Judge Tosses Trump Lawsuit Against New York Times Claiming ‘Insidious Plot’ Against Former President

Judge Robert Reed wrote that the New York Times’s newsgathering activities were ‘at the very core of protected First Amendment activity.’

AP Photo/Seth Wenig, Pool
President Trump sits at the defense table at a Manhattan court, April 4, 2023. AP Photo/Seth Wenig, Pool

President Trump, who is facing multiple civil cases in New York and potentially criminal cases elsewhere, had his lawsuit against the New York Times, in which he claimed there was an “insidious plot” against him, thrown out of court Wednesday.

A New York state supreme court judge of Dutchess County, Robert Reed, tossed the former president’s lawsuit, writing that the newsgathering conducted by the Times was “at the very core of protected First Amendment activity.”

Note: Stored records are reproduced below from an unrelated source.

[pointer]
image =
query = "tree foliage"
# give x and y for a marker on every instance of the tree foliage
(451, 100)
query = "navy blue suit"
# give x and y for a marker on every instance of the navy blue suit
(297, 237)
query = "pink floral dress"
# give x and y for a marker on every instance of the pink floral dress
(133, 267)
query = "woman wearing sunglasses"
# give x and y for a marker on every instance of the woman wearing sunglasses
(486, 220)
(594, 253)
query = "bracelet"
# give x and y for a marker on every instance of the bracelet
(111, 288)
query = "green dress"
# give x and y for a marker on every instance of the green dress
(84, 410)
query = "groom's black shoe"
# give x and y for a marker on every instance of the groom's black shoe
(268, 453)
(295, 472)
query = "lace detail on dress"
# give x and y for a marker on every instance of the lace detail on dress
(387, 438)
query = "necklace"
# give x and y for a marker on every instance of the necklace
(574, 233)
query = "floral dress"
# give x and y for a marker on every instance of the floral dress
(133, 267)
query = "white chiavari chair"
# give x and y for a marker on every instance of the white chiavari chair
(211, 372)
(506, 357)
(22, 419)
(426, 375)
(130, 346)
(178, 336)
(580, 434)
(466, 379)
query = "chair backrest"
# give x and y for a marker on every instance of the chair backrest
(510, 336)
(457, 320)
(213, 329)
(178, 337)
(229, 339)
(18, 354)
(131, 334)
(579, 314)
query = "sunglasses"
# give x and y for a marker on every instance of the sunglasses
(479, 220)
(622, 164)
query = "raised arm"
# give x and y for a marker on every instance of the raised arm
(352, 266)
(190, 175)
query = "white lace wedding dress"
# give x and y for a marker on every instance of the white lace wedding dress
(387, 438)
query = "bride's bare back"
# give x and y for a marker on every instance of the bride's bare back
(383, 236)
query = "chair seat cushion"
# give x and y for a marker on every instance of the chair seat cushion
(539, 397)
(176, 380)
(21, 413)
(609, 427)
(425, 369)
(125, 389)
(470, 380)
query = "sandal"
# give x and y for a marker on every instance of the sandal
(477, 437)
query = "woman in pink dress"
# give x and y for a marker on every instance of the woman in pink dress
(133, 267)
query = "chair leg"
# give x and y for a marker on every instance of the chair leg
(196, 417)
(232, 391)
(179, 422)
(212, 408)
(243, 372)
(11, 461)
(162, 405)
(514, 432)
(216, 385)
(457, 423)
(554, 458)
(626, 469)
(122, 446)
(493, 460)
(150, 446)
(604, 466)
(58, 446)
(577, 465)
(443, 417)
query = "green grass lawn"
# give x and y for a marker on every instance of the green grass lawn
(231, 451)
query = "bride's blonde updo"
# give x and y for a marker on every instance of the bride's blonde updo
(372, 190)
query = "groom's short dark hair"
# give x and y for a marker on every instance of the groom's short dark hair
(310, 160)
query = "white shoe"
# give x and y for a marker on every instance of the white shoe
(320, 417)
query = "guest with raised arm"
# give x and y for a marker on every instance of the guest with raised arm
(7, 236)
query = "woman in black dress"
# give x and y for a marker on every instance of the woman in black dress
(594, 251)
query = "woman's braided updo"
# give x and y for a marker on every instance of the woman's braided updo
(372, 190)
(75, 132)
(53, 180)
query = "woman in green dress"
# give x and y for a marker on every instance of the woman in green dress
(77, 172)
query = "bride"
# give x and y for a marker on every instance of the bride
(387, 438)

Mr. Trump’s lawsuit was against Times and three of its reporters for its Pulitzer Prize-winning 2018 coverage of Mr. Trump’s tax returns and how he came into his wealth.

In the lawsuit, Mr. Trump claimed that the reporters had hatched an “insidious plot” in concert with a psychologist and relative of the president, Mary Trump, who tried to “smuggle records out of her attorney’s office and turn them over to the Times.”

Judge Reed also ordered Mr. Trump to pay the legal fees of the Times as well as its reporters, Susanne Craig, David Barstow, and Russ Buettner.

According to Mr. Trump, the reporting violated a confidentiality agreement that Ms. Trump signed in 2001, when the two were settling a battle over the will of Mr. Trump’s father, Frederick Trump.

Judge Reed, though, did not see merit in Mr. Trump’s suit, writing that his “claims against The Times defendants, as an initial matter, fail as a matter of constitutional law.”

Mr. Trump’s lawyer, Alina Habba, has not yet said if the legal team plans to appeal the ruling, but said in a statement to the Times that “we will weigh our client’s options and continue to vigorously fight on his behalf.

“All journalists must be held accountable when they commit civil wrongs,” Ms. Habba said, maintaining that reporters “went well beyond the conventional news-gathering techniques permitted by the First Amendment.”

A spokesman for the Times, Charlie Stadtlander, said that the paper is “pleased with the judge’s decision today.

“It is an important precedent reaffirming that the press is protected when it engages in routine news gathering to obtain information of vital importance to the public,” Mr. Stadtlander said.

Although Mr. Trump’s case against the Times was thrown out, he has multiple legal cases pending in the Empire State, including a civil case concerning the alleged rape of writer E. Jean Carroll and a criminal case in which Mr. Trump faces 34 felony counts alleging he falsified business records related to hush money payments to adult film actress Stephanie Gregory Clifford, better known as Stormy Daniels.